Probably, you want this :

from urllib import urlopen
import re 

pgno = 2
url = "http://www.eximguru.com/traderesources/pincode.aspx?&amp;GridInfo=Pincode0%s" %str(pgno)
print url +'\n'
sock = urlopen(url)
htmlcode = sock.read()
sock.close()

x = re.search('%;"><a href="javascript:__doPostBack',htmlcode).start()
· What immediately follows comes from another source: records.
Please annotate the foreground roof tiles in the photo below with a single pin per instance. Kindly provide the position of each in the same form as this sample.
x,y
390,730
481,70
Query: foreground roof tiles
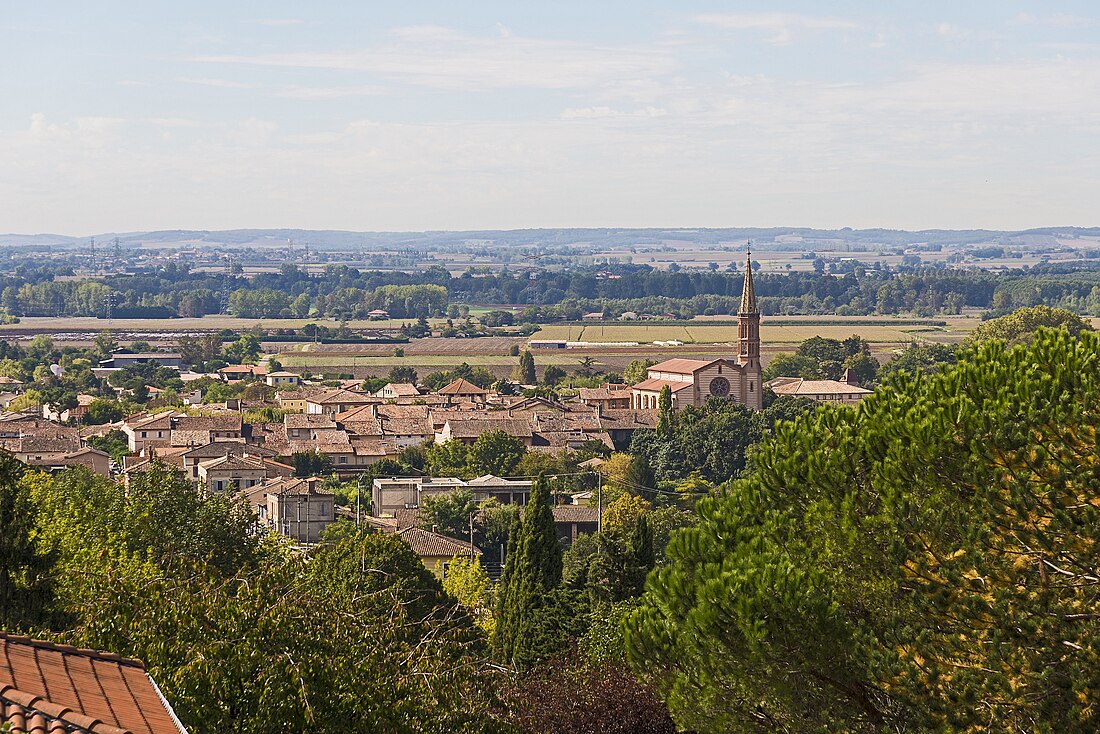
x,y
46,687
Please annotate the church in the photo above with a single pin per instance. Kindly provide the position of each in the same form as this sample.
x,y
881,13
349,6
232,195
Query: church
x,y
692,382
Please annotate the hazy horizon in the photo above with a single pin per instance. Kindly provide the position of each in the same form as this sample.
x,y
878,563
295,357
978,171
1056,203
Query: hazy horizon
x,y
139,117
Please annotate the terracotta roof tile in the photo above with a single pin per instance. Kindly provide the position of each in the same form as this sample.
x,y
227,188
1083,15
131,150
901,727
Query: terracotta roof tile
x,y
461,386
428,544
46,687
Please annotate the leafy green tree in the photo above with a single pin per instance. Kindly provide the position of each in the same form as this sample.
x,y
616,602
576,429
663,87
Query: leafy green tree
x,y
244,350
25,592
1022,324
919,563
310,463
114,442
531,572
495,452
468,581
552,375
927,359
403,374
360,636
106,343
827,354
864,368
793,365
101,411
526,374
635,372
586,367
449,514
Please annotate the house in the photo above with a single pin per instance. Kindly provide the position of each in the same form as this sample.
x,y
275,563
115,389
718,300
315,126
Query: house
x,y
294,401
75,413
692,382
120,360
462,390
46,687
608,396
388,495
88,457
469,429
337,401
436,550
298,508
10,384
239,472
823,391
282,379
572,521
505,491
234,372
396,390
144,429
306,427
190,459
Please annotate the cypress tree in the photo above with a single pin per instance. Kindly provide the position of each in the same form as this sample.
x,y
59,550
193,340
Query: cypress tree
x,y
527,374
24,589
532,571
641,546
664,411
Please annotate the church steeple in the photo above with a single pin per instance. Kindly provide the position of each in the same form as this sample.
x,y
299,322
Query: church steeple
x,y
748,331
748,293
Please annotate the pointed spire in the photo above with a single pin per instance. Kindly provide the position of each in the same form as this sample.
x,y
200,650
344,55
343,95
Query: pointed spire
x,y
748,294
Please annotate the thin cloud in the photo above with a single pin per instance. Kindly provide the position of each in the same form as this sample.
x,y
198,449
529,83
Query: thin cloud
x,y
442,57
276,22
331,92
224,84
782,24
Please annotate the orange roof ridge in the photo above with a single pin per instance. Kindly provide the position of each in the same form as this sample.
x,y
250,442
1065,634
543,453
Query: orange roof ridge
x,y
70,649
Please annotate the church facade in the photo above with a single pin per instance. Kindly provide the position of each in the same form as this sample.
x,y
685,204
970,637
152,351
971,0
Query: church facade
x,y
692,382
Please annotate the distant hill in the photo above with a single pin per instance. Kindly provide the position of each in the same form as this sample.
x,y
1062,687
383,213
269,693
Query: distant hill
x,y
598,238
pat = ('\t\t\t\t<td style="width:\d+%;">(\d+)</td>'
       '<td style="width:\d+%;">(.+?)</td>'
       '<td style="width:\d+%;">(.+?)</td>'
       '<td style="width:30%;">(.+?)</td>\r\n')
regx = re.compile(pat)

print '\n'.join(map(repr,regx.findall(htmlcode,x)))

result

http://www.eximguru.com/traderesources/pincode.aspx?&amp;GridInfo=Pincode02

('110001', 'New Delhi', 'Delhi', 'Baroda House')
('110001', 'New Delhi', 'Delhi', 'Bengali Market')
('110001', 'New Delhi', 'Delhi', 'Bhagat Singh Market')
('110001', 'New Delhi', 'Delhi', 'Connaught Place')
('110001', 'New Delhi', 'Delhi', 'Constitution House')
('110001', 'New Delhi', 'Delhi', 'Election Commission')
('110001', 'New Delhi', 'Delhi', 'Janpath')
('110001', 'New Delhi', 'Delhi', 'Krishi Bhawan')
('110001', 'New Delhi', 'Delhi', 'Lady Harding Medical College')
('110001', 'New Delhi', 'Delhi', 'New Delhi Gpo')
('110001', 'New Delhi', 'Delhi', 'New Delhi Ho')
('110001', 'New Delhi', 'Delhi', 'North Avenue')
('110001', 'New Delhi', 'Delhi', 'Parliament House')
('110001', 'New Delhi', 'Delhi', 'Patiala House')
('110001', 'New Delhi', 'Delhi', 'Pragati Maidan')
('110001', 'New Delhi', 'Delhi', 'Rail Bhawan')
('110001', 'New Delhi', 'Delhi', 'Sansad Marg Hpo')
('110001', 'New Delhi', 'Delhi', 'Sansadiya Soudh')
('110001', 'New Delhi', 'Delhi', 'Secretariat North')
('110001', 'New Delhi', 'Delhi', 'Shastri Bhawan')
('110001', 'New Delhi', 'Delhi', 'Supreme Court')
('110002', 'New Delhi', 'Delhi', 'Rajghat Power House')
('110002', 'New Delhi', 'Delhi', 'Minto Road')
('110002', 'New Delhi', 'Delhi', 'Indraprastha Hpo')
('110002', 'New Delhi', 'Delhi', 'Darya Ganj')

I wrote this code after having studied the structure of the HTML source code with the following code (I think you'll understand it without any more explanations):

from urllib2 import Request,urlopen
import re 

pgno = 2
url = "http://www.eximguru.com/traderesources/pincode.aspx?&amp;GridInfo=Pincode0%s" %str(pgno)
print url +'\n'
sock = urlopen(url)
htmlcode = sock.read()
sock.close()

li = htmlcode.splitlines(True)

print '\n'.join(str(i) + ' ' + repr(line)+'\n' for i,line in enumerate(li) if 275<i<300)


ch = ''.join(li[0:291])
from collections import defaultdict
didi =defaultdict(int)
for c in ch:
    didi[c] += 1

print '\n\n'+repr(li[289])
print '\n'.join('%r -> %s' % (c,didi[c]) for c in li[289] if didi[c]<35)

.

Now, the problem is that the same HTML is returned for all the values of pgno. The site may detect it is a program that wants to connect and fetch data. This problem must be treated with the tools in urllib2, but I'm not trained to that.



回答3:

The loop:

pgno = 1
while pgno < 4304:
    print pgno
    pgno += 1

Works correctly and the number is increasing.

You are either describing the problems in incorrect way or there is problem in your basic assumptions of the problem. Can you please try to describe what you are trying to do in the first place?